A essere sincero, la vista di quel liquido cremisi mi disgustava e mi impressionava: di conseguenza distolsi lo sguardo dal suo taglio, dato che era piuttosto profondo.

«È stata solamente fortuna, pezzente! Mi chiedo ancora come mai Federica Marchesi abbia scelto un essere come te», mi disse il mio odiato rivale con rabbia e frustrazione per la ferita subita.

«Nicola, quando accetterai che la tua famiglia sarà sempre di un livello più basso rispetto alla mia? Che tu mi sei inferiore», lo provocai con arroganza.

Egli partì nuovamente all'attacco, ma lo bloccai, costringendolo a una prova di forza, spada contro spada. Eravamo in perfetta parità e, poco dopo, ci staccammo l'uno dall'altro, indietreggiando di qualche metro.

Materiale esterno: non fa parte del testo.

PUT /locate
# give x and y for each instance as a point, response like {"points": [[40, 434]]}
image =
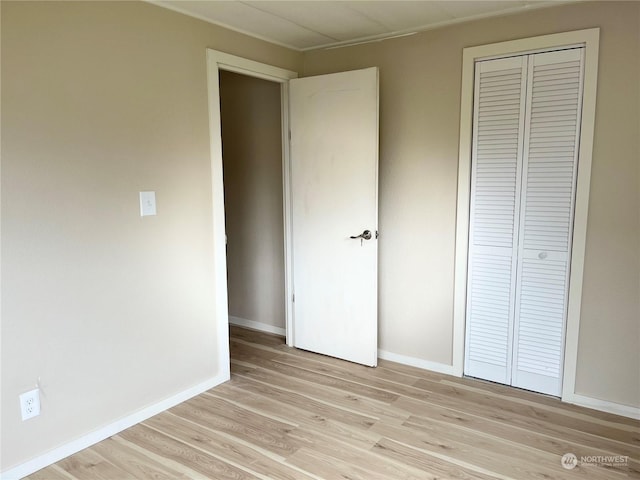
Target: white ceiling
{"points": [[307, 25]]}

Studiammo l'uno la prossima mossa dell'altro senza staccarci gli occhi di dosso. Il ticchettio dei tacchi dei nostri stivali riecheggiava sull'umido pavimento di pietra calcarea di quel semibuio e desolato spiazzo. Non sapevo cosa si provasse a uccidere un uomo, ma visto l'odio che sentivo per lui quella notte sperai di scoprirlo. Il disprezzo che provavo per quella serpe andava oltre ogni altra emozione negativa che avevo sperimentato in vita mia.

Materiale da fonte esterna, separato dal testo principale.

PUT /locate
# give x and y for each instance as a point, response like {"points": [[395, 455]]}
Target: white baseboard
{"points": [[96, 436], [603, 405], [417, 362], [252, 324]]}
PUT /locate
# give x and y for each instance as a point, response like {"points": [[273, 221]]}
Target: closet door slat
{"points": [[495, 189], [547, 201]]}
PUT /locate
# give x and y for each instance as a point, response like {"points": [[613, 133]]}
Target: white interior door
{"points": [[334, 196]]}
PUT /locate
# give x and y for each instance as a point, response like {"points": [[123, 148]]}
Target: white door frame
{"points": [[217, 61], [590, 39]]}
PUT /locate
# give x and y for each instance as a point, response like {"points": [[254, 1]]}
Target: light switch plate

«È solo grazie a tuo padre se hai tutto! Senza di lui non varresti niente, Federica ti degna della sua presenza solo per merito della sua amicizia con Lorenzo Marchesi, altrimenti ora sarebbe nel mio letto a... »

Non gli lasciai il tempo di finire la frase, che con un urlo mi scagliai su di lui.

Nicola schivò il mio assalto, mandandomi così a impattare addosso a un muro nelle immediate vicinanze. Successivamente con un colpo di tacco infertomi a un polpaccio mi fece perdere l'equilibrio e caddi rovinosamente a terra. Infine Con una pedata alla mia mano riuscì a disarmarmi.

«Fine dei giochi», esclamò soddisfatto e compiaciuto alzando la spada, pronto a infliggermi il colpo di grazia.

In quel momento si sentì un'esplosione, delle grida e il rumore di passi di gente che correva.